Mentre in passato la comunicazione del rischio era vista soprattutto come un processo a senso unico, in cui “chi sa” informa, a sua discrezione “chi non sa”, oggi si tende piuttosto a considerarla come un colloquio bidirezionale. Molto spesso, però, accade che i cosiddetti “esperti” ed il “pubblico” raramente intendono allo stesso modo il rischio. E’ assodato infatti che le persone sono influenzate nei loro atteggiamenti nei confronti dei rischi da un certo numero di pregiudizi o considerazioni per “partito preso” che inducono ad avere delle percezioni personali raramente confermate da modelli obiettivi di tipo statistico-probabilistico. Le attitudini di fronte ai rischi evolvono poi secondo cicli precisi che sono in funzione dell’impressione di familiarità con il rischio, della sensibilizzazione e della percezione circa la gravità. La percezione dipende quindi dalle credenze, dal giudizio e dall’attitudine dell’individuo ad accettare il rischio nonché da valori sociali e culturali.
 
La comunicazione efficace in materia di sicurezza sul lavoro dovrebbe quindi nascere dallo scambio reciproco di informazioni non solo nozionistiche ma personali, nel senso della persona con la sua identità, volontà e preferenze. Risulta comprensibile, in questa direzione, come le competenze comunicative siano fondamentali nel campo della sicurezza, specialmente  in quattro ambiti:
- nella gestione del proprio ruolo;
- nell’ascolto, nella gestione della relazione con gli altri, capi, colleghi, collaboratori;
- nel gestire i disaccordi e i conflitti e quindi nel negoziare;
- nel condurre riunioni e gruppi di lavoro e nel parteciparvi attivamente.

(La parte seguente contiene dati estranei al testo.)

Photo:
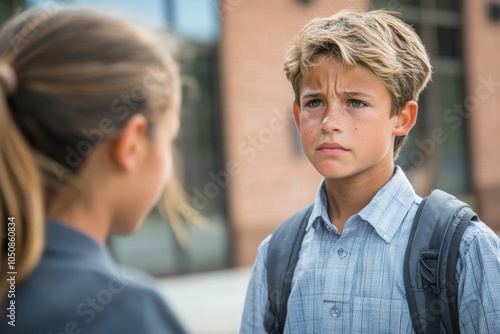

Un percorso formativo, rivolto in primis a chi nell’organizzazione è deputato alla gestione del sistema sicurezza, dovrebbe verosimilmente fornire nozioni e strumenti utili ad una comprensione dell’intero processo comunicativo, riguardo le mappe/schemi mentali, in relazione a come il contesto aziendale può influenzare la comunicazione fra i vari attori e rispetto alle principali differenze comunicative tra Dirigenti, Preposti, Lavoratori. E’ necessario inoltre porre l’accento sulla necessità di una comunicazione assertiva, sulle modalità di coinvolgimento dei lavoratori e sul creare la motivazione ad essere ascoltati.
 
Investire energia nella comunicazione del rischio all’inizio della relazione con il lavoratore, dovrebbe quindi favorire in maniera concreta lo sviluppo di una relazione lavoratore-comunicatore del rischio e aumentare al probabilità che il lavoratore segua accuratamente le indicazioni che gli vengono fornite. In sintesi puntare fortemente su una comunicazione efficace, magari ad opera di figure esperte, può aiutare a motivare alla sicurezza in modo duraturo e a diffondere la visione della Sicurezza come scelta aziendale e a trasformare la Sicurezza stessa da un adempimento legislativo obbligatorio ad un sistema per la creazione di un processo lavorativo di qualità fondato su migliori relazioni interpersonali, che possa condurre alla prevenzione di infortuni e situazioni rischiose. In definitiva può aiutare a rendere effettivi gli investimenti fatti sulla sicurezza, aumentandone la comprensione e la diffusione all’interno dell’azienda e portando la tematica nel vissuto quotidiano.